4. Le 13 janvier 1999, le Conseil fédéral a pris connaissance d'une note de discussion du Département fédéral de l'intérieur sur la conservation de documents imprimés, visuels et audio par les institutions financées ou cofinancées par la Confédération. Le Conseil fédéral conclut que la conservation de ces documents est une tâche permanente revêtant une très grande importance pour l'État. La production croissante de documents, la diversité toujours plus grande des supports de données et la rapidité à laquelle se succèdent les générations de ces supports nécessitent une adaptation et une amélioration des méthdoes de conservation sur les plans qualitatif et quantitatif. Les deux principales institutions de la Confédération chargées de conserver des documents remplissent leurs tâches avec engagement et circonspection et en tentant d'anticiper les développements observés dans le domaine. Concentrant, depuis le début des années 90, leurs efforts sur la quantité de documents méritant d'être conservés, elles ont sensiblement amélioré l'état de conservation de ceux-ci et leurs chances d'être sauvegardés. Le Conseil fédéral estime que cette stratégie a porté ses fruits. Aussi les AF et la BN, en collaboration avec l'association Memoriav, poursuivront-ils sur cette voie ces prochaines années. En approuvant le crédit destiné à la construction de l'installation de neutralisation à une grande échelle d'archives et de livres à Wimmis et à son exploitation pour une durée de cinq ans à partir de la fin de l'automne 1999, les Chambres fédérales ont permis le lancement d'un important projet qui permettra de définir les futures stratégies, notamment à la lumière de l'expérience acquise. Conformément au mandat qui leur est confié, les AF et la BN assumeront une fonction de coordination entre les archives et les bibliothèques suisses. Elles renforceront cette coopération à l'avenir en lançant des projets - notamment en collaboration avec l'association Memoriav pour la conservation de documents audiovisuels n'émanant pas de l'État - et établiront un réseau entre les archives et les bibliothèques. Ainsi les institutions publiques à tous les échelons pourront-elles, dans quelques années, développer des stratégies communes en matière de conservation de documents.

La stratégie exposée dans la note de discussion prévoit les six mesures suivantes :

* la sensibilisation de tous les cercles concernés par cette problématique ;

* la création d'un réseau national autour de Memoriav, de la BN et des AF, en vue d'une collaboration nationale étroite visant l'échange d'informations, la collaboration volontaire sur des projets de coordination et, si nécessaire, un partage des tâches ;

* la construction de nouveaux lieux de stockage (magasins) pour faire face à la croissance des fonds qui devront à l'avenir être conservés sous forme originale dans les bibliothèques et les archives ;

* la création d'un centre de compétence pour les sciences de l'information et plus particulièrement pour l'archivage à long terme des médias électroniques ;

* l'examen de l'introduction d'un dépôt légal national sur le modèle des pays occidentaux ;

* la possibilité de trouver, auprès des producteurs ou des usagers privés, de nouvelles sources de financement destinées à la conservation.

5. Cela dit, la collaboration avec les archives privées est toujours souhaitable.
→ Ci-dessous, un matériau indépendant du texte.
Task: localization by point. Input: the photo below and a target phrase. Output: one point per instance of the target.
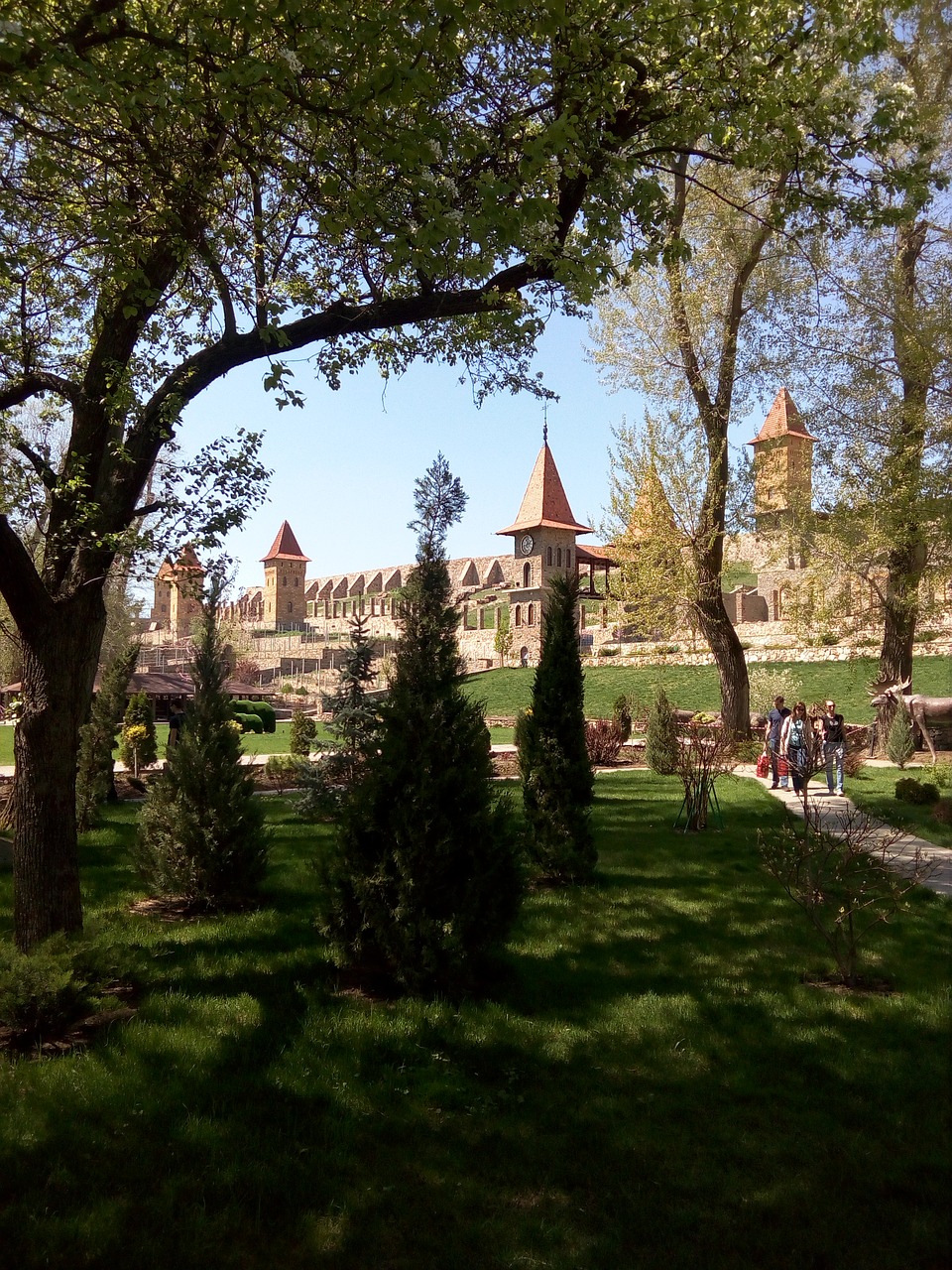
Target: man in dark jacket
(834, 746)
(772, 738)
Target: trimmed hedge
(263, 708)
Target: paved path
(832, 808)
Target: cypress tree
(200, 832)
(94, 771)
(556, 774)
(424, 883)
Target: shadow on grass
(653, 1087)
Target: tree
(200, 834)
(234, 189)
(94, 779)
(873, 362)
(424, 883)
(557, 784)
(353, 729)
(685, 330)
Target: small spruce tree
(137, 743)
(900, 744)
(94, 772)
(556, 772)
(661, 747)
(200, 833)
(424, 881)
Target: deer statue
(919, 708)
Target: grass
(874, 790)
(694, 688)
(649, 1084)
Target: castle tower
(543, 534)
(285, 580)
(178, 590)
(783, 465)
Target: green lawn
(649, 1084)
(694, 688)
(874, 790)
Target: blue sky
(344, 466)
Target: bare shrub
(846, 881)
(603, 740)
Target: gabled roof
(782, 421)
(543, 504)
(285, 547)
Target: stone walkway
(832, 808)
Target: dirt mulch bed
(31, 1043)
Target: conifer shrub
(137, 742)
(661, 746)
(98, 738)
(553, 762)
(266, 712)
(424, 884)
(900, 744)
(200, 834)
(353, 730)
(918, 793)
(303, 729)
(282, 771)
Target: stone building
(178, 588)
(511, 589)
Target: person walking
(772, 739)
(834, 746)
(794, 744)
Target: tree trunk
(731, 665)
(59, 670)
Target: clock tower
(543, 535)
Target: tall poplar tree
(424, 883)
(191, 189)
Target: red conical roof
(782, 421)
(285, 547)
(543, 504)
Le réseau national proposé dans la note de discussion au Conseil fédéral prévoit que Memoriav, la BN et les AF développeront progressivement un réseau en associant les bibliothèques publiques, les principales bibliothèques privées et les archives. Il est aussi prévu que des directives et recommandations seront adressées aux producteurs de supports d'informations pour l'utilisation et le marquage de produits résistant au vieillissement. Quant aux bibliothèques et aux archives elles recevront des recommandations développées en commun pour le stockage approprié des collections et les méthodes de conservation et de restauration adéquates.

Réponse du Conseil fédéral.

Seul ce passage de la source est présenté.